Глаза Ариадны остановились на первом гребце справа. Он спал, лицо его было спрятано в ладонях, но было видно, что кожа на лбу обожжена.
«Даарук… — подумала Ариадна. — Как один человек мог принести столько несчастья?»
Спящий и закованный в цепи гребец казался безобидным, но гипнотическая сила его взгляда и вкрадчивый голос привели к смерти тысячи людей. Он практически обрек на гибель Сибарис, город с населением в триста тысяч человек. Он стал причиной кровавых восстаний против аристократов, войны с Кротоном и последующего варварского грабежа. Каждое из этих событий означало удар по Сибарису, и теперь город умирал.

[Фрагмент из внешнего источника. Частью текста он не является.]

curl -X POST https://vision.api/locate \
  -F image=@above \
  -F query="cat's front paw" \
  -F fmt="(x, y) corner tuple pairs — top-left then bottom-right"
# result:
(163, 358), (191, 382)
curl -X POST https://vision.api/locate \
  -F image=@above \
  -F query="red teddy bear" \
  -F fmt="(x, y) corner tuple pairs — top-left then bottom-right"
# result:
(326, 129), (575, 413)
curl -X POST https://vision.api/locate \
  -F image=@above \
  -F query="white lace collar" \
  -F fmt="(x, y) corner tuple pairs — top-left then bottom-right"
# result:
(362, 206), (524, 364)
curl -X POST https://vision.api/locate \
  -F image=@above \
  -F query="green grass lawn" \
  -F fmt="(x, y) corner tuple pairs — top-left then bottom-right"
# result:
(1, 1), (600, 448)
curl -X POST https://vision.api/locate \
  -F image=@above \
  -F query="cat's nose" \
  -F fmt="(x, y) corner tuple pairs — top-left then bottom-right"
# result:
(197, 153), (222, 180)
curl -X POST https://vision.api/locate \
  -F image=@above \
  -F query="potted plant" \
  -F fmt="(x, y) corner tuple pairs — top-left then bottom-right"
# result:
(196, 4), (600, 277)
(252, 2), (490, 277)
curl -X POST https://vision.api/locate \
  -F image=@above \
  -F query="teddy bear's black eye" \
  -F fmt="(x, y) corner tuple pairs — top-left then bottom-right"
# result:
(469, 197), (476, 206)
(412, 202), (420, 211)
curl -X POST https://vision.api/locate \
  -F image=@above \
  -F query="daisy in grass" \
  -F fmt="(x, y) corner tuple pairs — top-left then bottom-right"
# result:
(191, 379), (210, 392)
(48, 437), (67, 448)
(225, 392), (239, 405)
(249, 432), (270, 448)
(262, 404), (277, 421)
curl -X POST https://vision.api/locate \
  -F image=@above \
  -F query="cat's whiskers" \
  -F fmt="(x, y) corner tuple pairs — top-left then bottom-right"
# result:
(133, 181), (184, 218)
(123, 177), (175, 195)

Ариадна подошла к Дааруку, все ее тело напряглось. Бывший ученик отца, один из тех, кто принадлежал к его внутреннему кругу, почти уничтожил пифагорейское братство. Он добился того, что братство потеряло в Кротоне весь свой политический вес и, вероятно, скоро покинет правительство других городов; одна из самых влиятельных организаций в мире оказалась на грани исчезновения. Ариадна почувствовала, что дыхание у нее участилось. Ученик-предатель убил всех кандидатов на смену ее отцу, а заодно и многих других великих учителей, сначала уничтожая по одному, а затем всех разом во время нападения на собрание.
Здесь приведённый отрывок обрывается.